Ich sagte mir, ich muss weg. Plötzlich wurde bekanntgegeben, dass noch eine viermotorige Maschine der PAA nach Süden fliegen würde. Damals gab es noch keine Strahltriebwerke. Man wusste nicht, ob sie in Hamburg, Düsseldorf, Frankfurt oder Stuttgart landen würde. Aber wer auf jeden Fall weg wollte, sollte mitfliegen.

Neben mir schrie plötzlich eine Dame auf. Ich wusste nicht, wo sie war, bei dem dichten Nebel. Ich sagte ihr, sie müsse nicht mit, sie könne ruhig hierbleiben. Ich war mit einem österreichischen Freund zusammen, und auch er fand es merkwürdig, dass der Start jetzt stattfinden sollte, denn inzwischen waren wir auch vom Nebel umgeben.
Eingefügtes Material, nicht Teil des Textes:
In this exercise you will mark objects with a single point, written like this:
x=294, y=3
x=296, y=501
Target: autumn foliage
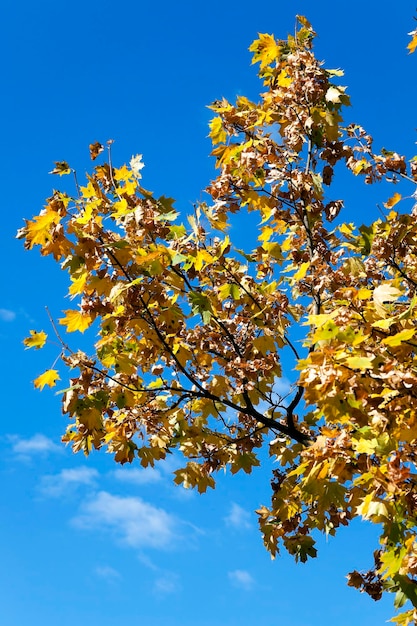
x=193, y=333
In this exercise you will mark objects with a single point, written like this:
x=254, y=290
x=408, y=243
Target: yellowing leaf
x=36, y=340
x=333, y=94
x=49, y=378
x=78, y=284
x=392, y=201
x=299, y=275
x=75, y=320
x=397, y=339
x=265, y=50
x=217, y=132
x=283, y=79
x=359, y=362
x=38, y=231
x=413, y=43
x=61, y=168
x=384, y=293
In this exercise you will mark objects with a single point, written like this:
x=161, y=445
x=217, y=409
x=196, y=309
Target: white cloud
x=136, y=522
x=6, y=315
x=136, y=476
x=38, y=444
x=55, y=485
x=238, y=517
x=167, y=583
x=108, y=573
x=241, y=578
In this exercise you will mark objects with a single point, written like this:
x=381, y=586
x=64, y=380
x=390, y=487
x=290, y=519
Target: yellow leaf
x=36, y=340
x=365, y=446
x=299, y=275
x=392, y=201
x=78, y=284
x=283, y=79
x=265, y=50
x=413, y=43
x=61, y=168
x=321, y=319
x=397, y=339
x=49, y=378
x=75, y=320
x=364, y=293
x=384, y=293
x=38, y=231
x=217, y=132
x=360, y=166
x=359, y=362
x=122, y=208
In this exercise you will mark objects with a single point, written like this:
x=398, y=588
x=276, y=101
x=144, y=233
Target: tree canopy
x=195, y=333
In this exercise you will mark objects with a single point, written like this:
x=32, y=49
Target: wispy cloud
x=55, y=485
x=136, y=476
x=6, y=315
x=38, y=444
x=167, y=583
x=241, y=578
x=238, y=517
x=108, y=573
x=136, y=522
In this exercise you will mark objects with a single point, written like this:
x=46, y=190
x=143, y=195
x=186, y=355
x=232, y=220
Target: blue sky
x=84, y=540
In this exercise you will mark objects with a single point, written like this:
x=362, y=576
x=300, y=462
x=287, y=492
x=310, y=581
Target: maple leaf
x=75, y=320
x=50, y=378
x=392, y=201
x=136, y=165
x=384, y=294
x=193, y=343
x=61, y=168
x=413, y=43
x=36, y=340
x=95, y=149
In diesem Moment ging der Pilot an uns vorbei. Ich vergesse nicht sein ernstes, konzentriertes Gesicht. Er wusste, dass der Start nicht einfach werden würde, vor allem mit einer vollbesetzten Maschine. Ich zeigte meinem Freund den Piloten und er sagte: „Da kann man Vertrauen haben, da kann man einsteigen.“

Also stiegen wir ein. Ich landete schließlich in Frankfurt, nicht in Essen, was auch abenteuerlich war. Sobald man den Fuß auf die erste Stufe der Treppe setzte, hatte man den Boden verlassen. Nun war man dem Piloten ausgeliefert.
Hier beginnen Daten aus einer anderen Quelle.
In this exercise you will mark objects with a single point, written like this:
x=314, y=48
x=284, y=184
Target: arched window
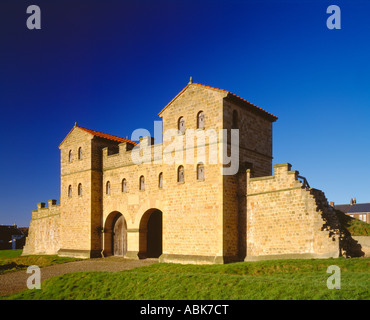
x=200, y=171
x=124, y=185
x=107, y=188
x=142, y=183
x=235, y=120
x=180, y=174
x=80, y=189
x=200, y=120
x=181, y=125
x=160, y=180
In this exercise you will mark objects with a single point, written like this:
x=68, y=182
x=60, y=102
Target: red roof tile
x=100, y=135
x=106, y=136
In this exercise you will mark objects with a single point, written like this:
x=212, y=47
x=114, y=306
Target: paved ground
x=13, y=282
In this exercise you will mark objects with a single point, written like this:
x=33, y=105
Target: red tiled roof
x=230, y=94
x=106, y=136
x=100, y=135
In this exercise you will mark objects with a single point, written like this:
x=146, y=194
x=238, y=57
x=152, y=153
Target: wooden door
x=119, y=237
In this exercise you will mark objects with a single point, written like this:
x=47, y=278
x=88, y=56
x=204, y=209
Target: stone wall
x=285, y=219
x=44, y=231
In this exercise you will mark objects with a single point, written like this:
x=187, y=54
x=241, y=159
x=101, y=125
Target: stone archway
x=115, y=234
x=151, y=234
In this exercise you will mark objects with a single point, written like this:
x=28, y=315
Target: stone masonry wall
x=287, y=220
x=44, y=232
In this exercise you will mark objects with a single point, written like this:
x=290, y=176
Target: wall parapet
x=44, y=231
x=286, y=218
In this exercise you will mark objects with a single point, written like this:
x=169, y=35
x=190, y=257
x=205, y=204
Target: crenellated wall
x=44, y=232
x=286, y=219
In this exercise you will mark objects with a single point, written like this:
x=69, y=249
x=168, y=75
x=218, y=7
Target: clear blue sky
x=113, y=65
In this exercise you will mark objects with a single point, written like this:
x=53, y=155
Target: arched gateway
x=150, y=240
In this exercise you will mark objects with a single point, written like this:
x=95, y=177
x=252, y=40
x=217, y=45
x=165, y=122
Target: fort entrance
x=115, y=235
x=150, y=242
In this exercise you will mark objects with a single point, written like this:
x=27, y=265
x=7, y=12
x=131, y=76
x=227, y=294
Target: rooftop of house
x=230, y=95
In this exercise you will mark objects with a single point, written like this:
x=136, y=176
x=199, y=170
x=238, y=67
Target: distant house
x=11, y=237
x=360, y=211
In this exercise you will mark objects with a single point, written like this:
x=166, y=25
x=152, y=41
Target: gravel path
x=13, y=282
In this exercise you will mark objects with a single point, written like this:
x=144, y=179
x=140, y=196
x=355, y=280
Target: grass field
x=278, y=280
x=11, y=260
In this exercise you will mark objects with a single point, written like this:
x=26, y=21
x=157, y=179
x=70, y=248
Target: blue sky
x=112, y=66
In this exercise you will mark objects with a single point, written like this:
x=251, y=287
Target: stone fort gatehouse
x=181, y=212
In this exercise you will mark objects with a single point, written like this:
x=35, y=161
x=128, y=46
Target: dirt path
x=13, y=282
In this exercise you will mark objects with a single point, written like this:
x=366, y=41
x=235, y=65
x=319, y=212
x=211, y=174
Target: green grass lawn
x=11, y=260
x=279, y=279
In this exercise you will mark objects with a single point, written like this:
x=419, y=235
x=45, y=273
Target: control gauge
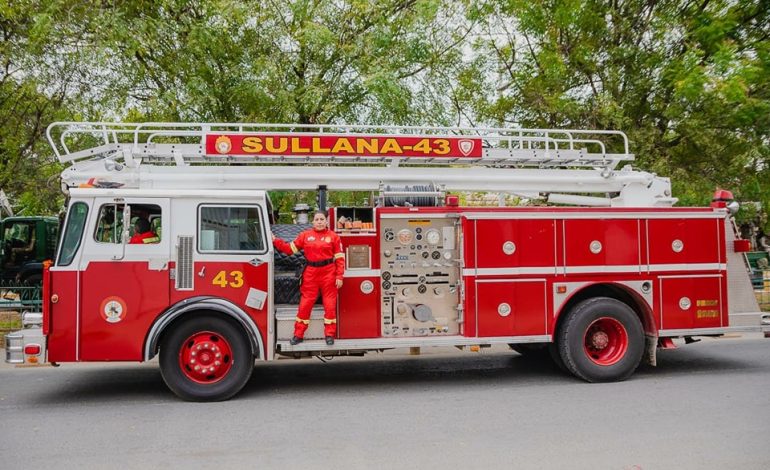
x=433, y=237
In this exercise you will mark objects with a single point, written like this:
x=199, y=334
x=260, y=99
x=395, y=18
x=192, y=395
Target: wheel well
x=613, y=291
x=202, y=307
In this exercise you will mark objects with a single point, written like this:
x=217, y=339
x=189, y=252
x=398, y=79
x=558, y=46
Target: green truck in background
x=25, y=242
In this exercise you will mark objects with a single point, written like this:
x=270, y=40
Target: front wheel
x=601, y=340
x=206, y=359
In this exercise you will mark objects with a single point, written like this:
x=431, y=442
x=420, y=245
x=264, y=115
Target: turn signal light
x=741, y=246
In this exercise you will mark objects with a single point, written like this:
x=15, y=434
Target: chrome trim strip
x=422, y=215
x=203, y=303
x=412, y=342
x=593, y=215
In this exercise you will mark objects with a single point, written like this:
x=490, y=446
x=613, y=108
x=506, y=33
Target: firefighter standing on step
x=325, y=266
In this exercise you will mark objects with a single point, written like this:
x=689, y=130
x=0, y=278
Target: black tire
x=553, y=352
x=35, y=280
x=178, y=341
x=611, y=350
x=288, y=233
x=286, y=289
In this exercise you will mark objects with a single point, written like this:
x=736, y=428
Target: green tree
x=687, y=80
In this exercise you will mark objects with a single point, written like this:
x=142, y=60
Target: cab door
x=124, y=286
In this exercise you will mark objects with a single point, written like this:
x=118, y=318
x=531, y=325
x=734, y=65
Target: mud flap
x=650, y=350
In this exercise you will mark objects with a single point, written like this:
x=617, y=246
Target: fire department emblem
x=223, y=144
x=113, y=309
x=466, y=146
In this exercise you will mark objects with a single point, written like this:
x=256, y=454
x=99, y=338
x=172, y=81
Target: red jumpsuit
x=321, y=248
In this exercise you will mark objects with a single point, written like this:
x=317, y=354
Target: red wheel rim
x=605, y=341
x=205, y=357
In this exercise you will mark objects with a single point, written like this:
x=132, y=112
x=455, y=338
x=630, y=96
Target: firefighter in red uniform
x=143, y=233
x=325, y=266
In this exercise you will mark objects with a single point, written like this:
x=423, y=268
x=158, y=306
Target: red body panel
x=62, y=341
x=619, y=242
x=534, y=242
x=358, y=313
x=144, y=295
x=526, y=299
x=700, y=241
x=213, y=283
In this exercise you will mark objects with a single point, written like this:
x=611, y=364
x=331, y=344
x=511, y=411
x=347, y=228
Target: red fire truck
x=601, y=277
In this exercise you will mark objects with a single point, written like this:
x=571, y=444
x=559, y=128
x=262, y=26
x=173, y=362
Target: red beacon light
x=724, y=199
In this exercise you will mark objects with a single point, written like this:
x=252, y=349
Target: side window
x=110, y=223
x=73, y=233
x=230, y=229
x=144, y=229
x=52, y=235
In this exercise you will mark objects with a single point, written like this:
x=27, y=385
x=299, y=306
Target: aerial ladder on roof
x=582, y=167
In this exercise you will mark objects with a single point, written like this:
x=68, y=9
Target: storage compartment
x=691, y=302
x=354, y=219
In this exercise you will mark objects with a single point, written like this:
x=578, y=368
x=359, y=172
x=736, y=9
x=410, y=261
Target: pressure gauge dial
x=405, y=236
x=433, y=237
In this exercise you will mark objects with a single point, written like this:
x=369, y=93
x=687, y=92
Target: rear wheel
x=601, y=340
x=206, y=359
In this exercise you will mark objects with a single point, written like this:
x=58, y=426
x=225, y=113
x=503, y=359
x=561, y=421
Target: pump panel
x=420, y=270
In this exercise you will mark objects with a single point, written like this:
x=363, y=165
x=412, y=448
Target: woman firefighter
x=325, y=266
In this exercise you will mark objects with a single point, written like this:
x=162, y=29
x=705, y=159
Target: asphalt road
x=706, y=406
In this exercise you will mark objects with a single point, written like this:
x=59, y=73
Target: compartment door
x=123, y=287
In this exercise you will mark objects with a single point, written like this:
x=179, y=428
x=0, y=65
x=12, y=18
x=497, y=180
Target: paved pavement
x=706, y=405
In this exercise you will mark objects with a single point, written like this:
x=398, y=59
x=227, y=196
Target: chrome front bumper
x=17, y=342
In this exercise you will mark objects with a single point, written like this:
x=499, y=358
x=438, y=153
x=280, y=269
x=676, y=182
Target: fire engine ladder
x=570, y=166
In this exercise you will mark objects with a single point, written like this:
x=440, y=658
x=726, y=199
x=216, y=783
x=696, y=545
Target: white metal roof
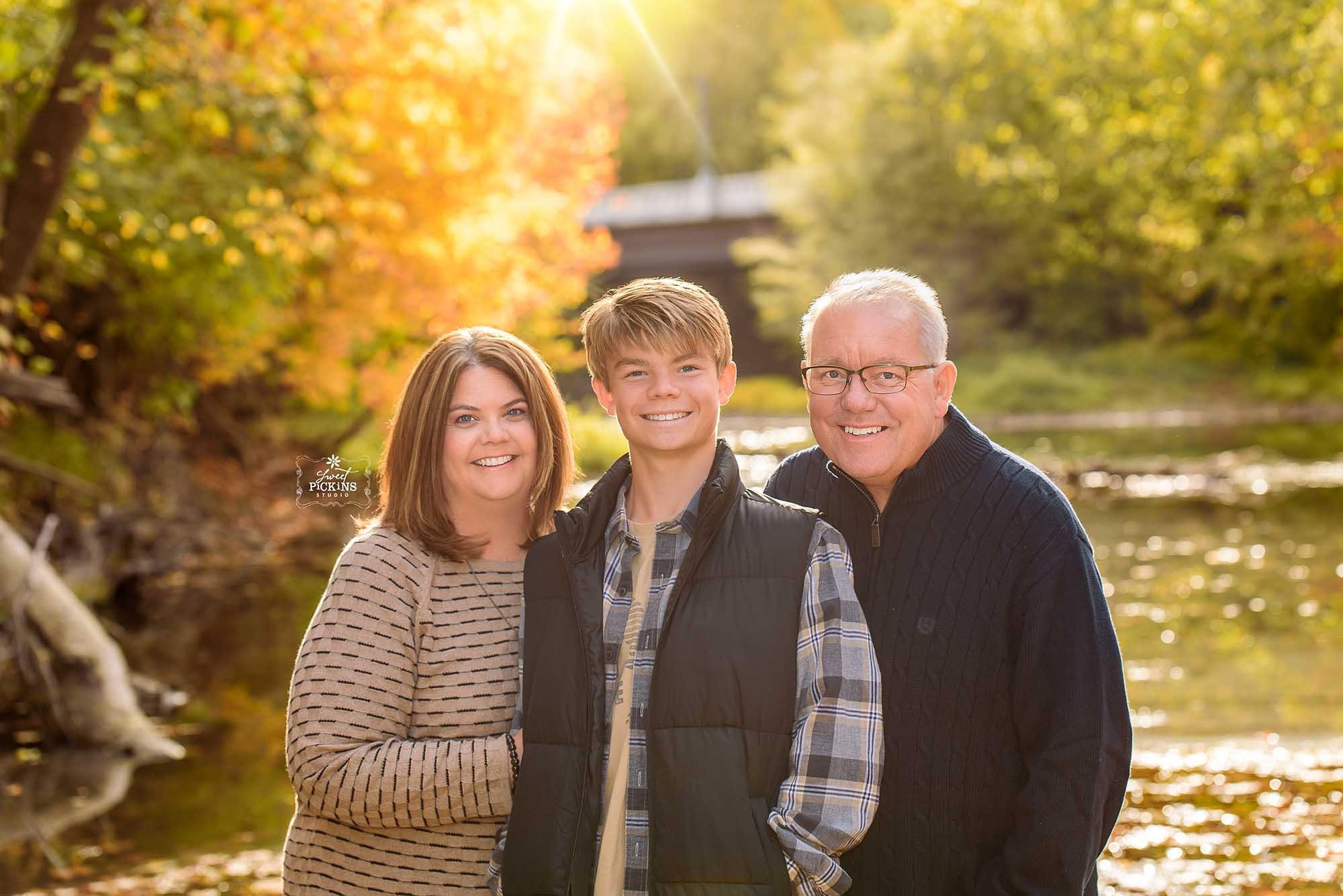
x=704, y=197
Sehen Sie, das ist es, was Glauben bedeutet: Ich überlege, wem ich mein Leben anvertrauen kann. Und ich wüsste niemand anderem als Jesus. Niemand hat so viel für mich getan wie er. Er ist von den Toten auferstanden. Ich bitte Sie, ihm den Sieg über den Tod zuzugestehen, damit alle, die an ihn glauben – das heißt, die bei ihm einsteigen und ihren bisherigen Boden verlassen – gerettet werden.
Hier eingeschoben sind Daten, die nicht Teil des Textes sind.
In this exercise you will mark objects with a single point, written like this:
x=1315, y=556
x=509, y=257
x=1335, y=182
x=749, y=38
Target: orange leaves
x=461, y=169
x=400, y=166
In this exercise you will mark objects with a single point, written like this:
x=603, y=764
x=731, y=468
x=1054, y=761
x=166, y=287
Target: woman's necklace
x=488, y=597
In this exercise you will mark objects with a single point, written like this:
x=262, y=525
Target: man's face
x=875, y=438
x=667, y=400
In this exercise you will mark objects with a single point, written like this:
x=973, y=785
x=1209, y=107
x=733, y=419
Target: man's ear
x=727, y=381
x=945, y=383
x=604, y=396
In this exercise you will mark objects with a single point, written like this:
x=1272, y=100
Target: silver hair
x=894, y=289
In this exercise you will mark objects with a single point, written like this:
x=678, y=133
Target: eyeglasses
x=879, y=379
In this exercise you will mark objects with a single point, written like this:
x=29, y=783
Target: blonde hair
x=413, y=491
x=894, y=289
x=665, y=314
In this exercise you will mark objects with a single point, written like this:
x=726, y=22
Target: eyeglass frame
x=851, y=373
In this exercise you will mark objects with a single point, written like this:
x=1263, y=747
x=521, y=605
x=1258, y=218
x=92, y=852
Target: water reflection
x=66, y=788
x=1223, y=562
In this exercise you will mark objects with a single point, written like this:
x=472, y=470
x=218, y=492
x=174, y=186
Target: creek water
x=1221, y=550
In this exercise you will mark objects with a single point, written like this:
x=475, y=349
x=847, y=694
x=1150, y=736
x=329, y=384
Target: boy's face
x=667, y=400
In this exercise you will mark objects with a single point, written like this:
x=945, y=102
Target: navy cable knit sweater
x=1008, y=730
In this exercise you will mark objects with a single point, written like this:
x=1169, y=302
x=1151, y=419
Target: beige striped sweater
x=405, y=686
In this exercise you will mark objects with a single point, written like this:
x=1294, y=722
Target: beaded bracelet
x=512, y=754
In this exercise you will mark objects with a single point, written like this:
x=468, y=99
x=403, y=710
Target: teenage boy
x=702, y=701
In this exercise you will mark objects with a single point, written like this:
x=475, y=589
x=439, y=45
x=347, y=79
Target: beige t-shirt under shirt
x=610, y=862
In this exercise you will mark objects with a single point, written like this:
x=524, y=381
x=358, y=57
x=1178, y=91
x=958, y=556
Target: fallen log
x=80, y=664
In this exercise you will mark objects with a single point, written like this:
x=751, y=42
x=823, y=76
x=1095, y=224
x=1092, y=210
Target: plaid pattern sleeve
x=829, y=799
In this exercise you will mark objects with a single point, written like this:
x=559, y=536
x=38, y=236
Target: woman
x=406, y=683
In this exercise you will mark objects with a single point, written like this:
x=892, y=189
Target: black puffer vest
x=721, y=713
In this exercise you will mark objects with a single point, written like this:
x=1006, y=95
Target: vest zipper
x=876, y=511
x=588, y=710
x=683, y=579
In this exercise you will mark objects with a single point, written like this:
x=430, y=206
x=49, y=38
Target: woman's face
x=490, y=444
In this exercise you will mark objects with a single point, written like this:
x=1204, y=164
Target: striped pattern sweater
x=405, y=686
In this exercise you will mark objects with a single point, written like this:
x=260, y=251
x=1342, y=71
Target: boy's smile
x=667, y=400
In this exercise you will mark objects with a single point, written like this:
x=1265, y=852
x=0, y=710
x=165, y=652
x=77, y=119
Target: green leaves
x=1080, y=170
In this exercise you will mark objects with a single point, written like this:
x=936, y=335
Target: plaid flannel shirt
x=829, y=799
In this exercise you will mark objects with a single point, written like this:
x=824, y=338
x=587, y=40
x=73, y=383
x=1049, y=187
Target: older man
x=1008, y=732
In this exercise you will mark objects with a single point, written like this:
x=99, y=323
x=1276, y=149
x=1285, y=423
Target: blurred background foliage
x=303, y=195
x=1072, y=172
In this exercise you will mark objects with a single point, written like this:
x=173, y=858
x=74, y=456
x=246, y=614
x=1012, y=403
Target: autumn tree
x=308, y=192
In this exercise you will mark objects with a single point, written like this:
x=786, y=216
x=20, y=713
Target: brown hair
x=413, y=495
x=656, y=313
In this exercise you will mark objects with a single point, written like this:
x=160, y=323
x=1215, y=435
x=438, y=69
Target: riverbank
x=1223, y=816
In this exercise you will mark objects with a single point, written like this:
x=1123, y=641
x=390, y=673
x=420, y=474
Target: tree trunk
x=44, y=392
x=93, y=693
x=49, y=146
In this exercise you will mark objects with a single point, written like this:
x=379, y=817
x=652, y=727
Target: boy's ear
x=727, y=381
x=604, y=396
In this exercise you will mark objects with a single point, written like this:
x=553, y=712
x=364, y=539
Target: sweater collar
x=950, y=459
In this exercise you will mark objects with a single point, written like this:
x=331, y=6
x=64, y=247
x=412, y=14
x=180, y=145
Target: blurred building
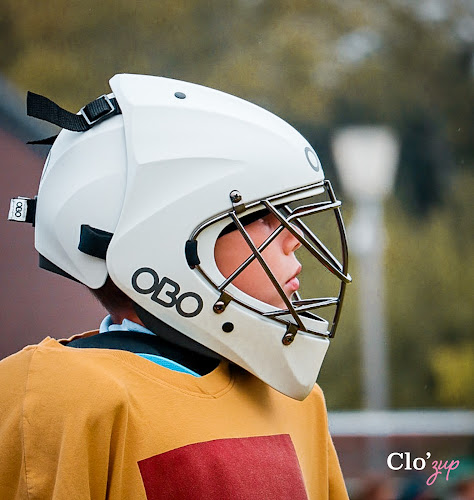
x=33, y=303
Wem sonst sollte ich mich ergeben als dem König, der am Kreuz gestorben ist?

Das persönliche Bekenntnis und Gebet zum Abschluss

Opfer ich dir mein Gut und Leben, mein ganzes Herz ergießt sich dir. Ich schwöre dir zu, dem Wahnsinn des Kreuzes als Streiter und Untertan zu folgen.

Wir wollen jetzt mit ihm reden und bleiben sitzen. Herr Jesus, in unserem Leben ist viel Schmutz und Sünde, und es gibt viele ungelöste Probleme. Oft wissen wir auch nicht, wie wir damit fertigwerden sollen.

Herr Jesus, wir danken dir, dass du uns Sünder mit deinem Blut erkauft hast! Jetzt ist Jesus hier. Bitte rede weiter mit ihm, denn er hört, was dein Herz sagt.

Sage ihm, er soll dich suchen, er soll dich retten, er soll dir in die Augen sehen. Herr, lehre uns beten. Amen.